Jamie-Lee Price

Personal information
- Born: 10 January 1996 (age 30) Sydney, Australia
- Occupation: Netballer
- Relatives: Steve Price (father) and Joanne Price (mother) Riley Price (brother) Brent Tate (uncle)
- School: Mount Albert Grammar School

Netball career
- Playing positions: WD, C
- Years: Club team / Apps
- 2013–2016: Waikato Bay of Plenty Magic
- 2017–2025: Giants Netball / 135
- 2026–: Melbourne Mavericks / 15
- Years: National team / Caps
- 2018–present: Australian Diamonds / 63

Medal record
Representing Australia
Netball World Cup
| Silver medal – second place | 2019 Liverpool | Team |
| Gold medal – first place | 2023 Cape Town | Team |
Commonwealth Games
| Bronze medal – third place | 2026 Glasgow | Netball |

= Jamie-Lee Price =

Australian netball player (born 1996)

Jamie-Lee Price (born 10 January 1996) is an Australian netball player who plays for the Melbourne Mavericks in the Suncorp Super Netball league.

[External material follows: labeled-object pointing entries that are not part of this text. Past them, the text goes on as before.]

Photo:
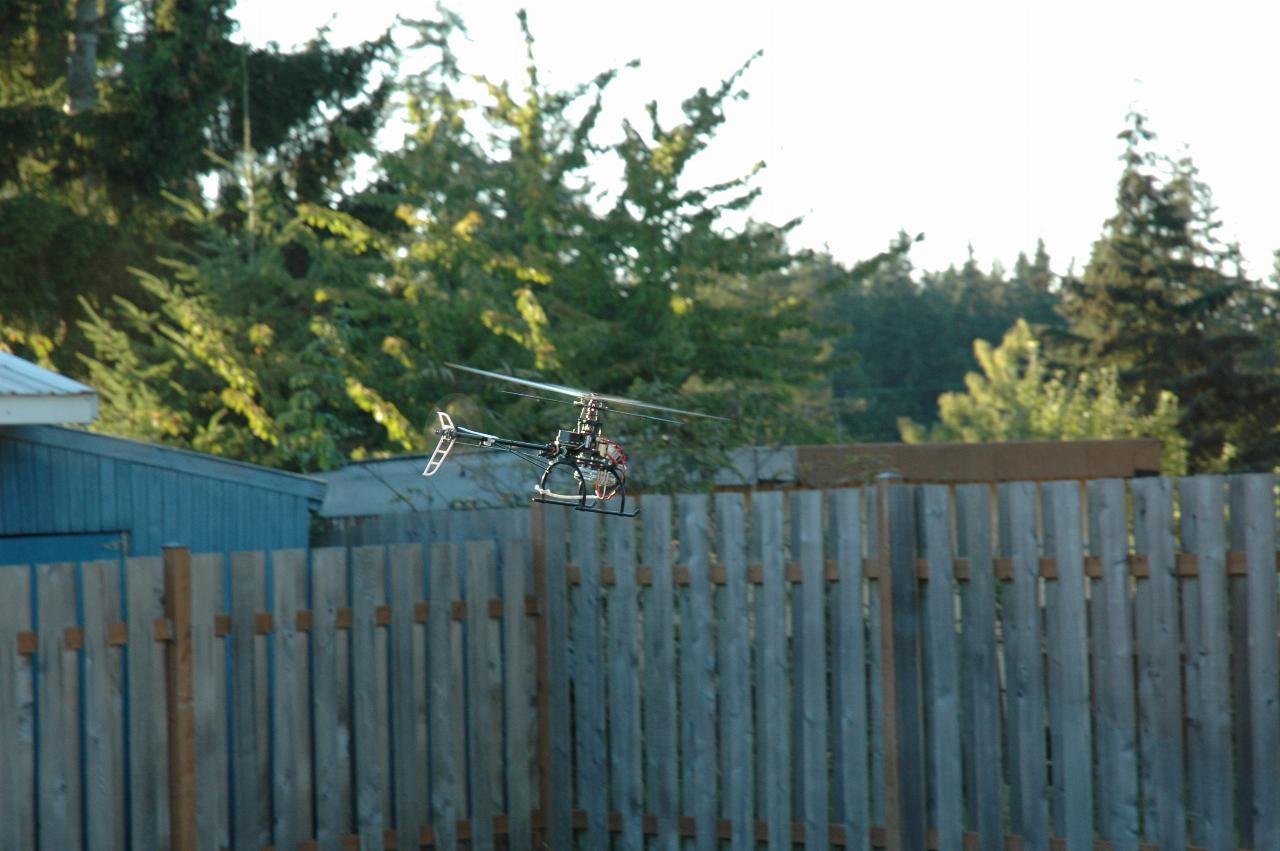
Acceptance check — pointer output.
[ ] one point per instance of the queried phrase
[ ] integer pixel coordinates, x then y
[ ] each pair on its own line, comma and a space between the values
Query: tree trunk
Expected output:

Prior to that, Price was with the Waikato Bay of Plenty Magic in the ANZ Championship. She was the youngest player in the trans-Tasman championship as of January 2013.

She played for the Giants Netball team from 2017-2025.

She was selected in the Australian Diamonds squad for the 2018/19 international season.

In 2023, she won gold at the Netball World Cup with the Australian Diamonds.

Price is the daughter of Australian rugby league footballer Steve Price, the sister of North Queensland Cowboys NRL player Riley Price and the niece of Brisbane Broncos premiership winning player Brent Tate.

Price was born in Sydney in Australia, before moving to Auckland in New Zealand at eight years old after her father joined the New Zealand Warriors. While growing up in Auckland, she attended Mount Albert Grammar School and captained their successful netball team. She first played netball in the Bankstown Netball Association in Sydney's Canterbury-Bankstown region.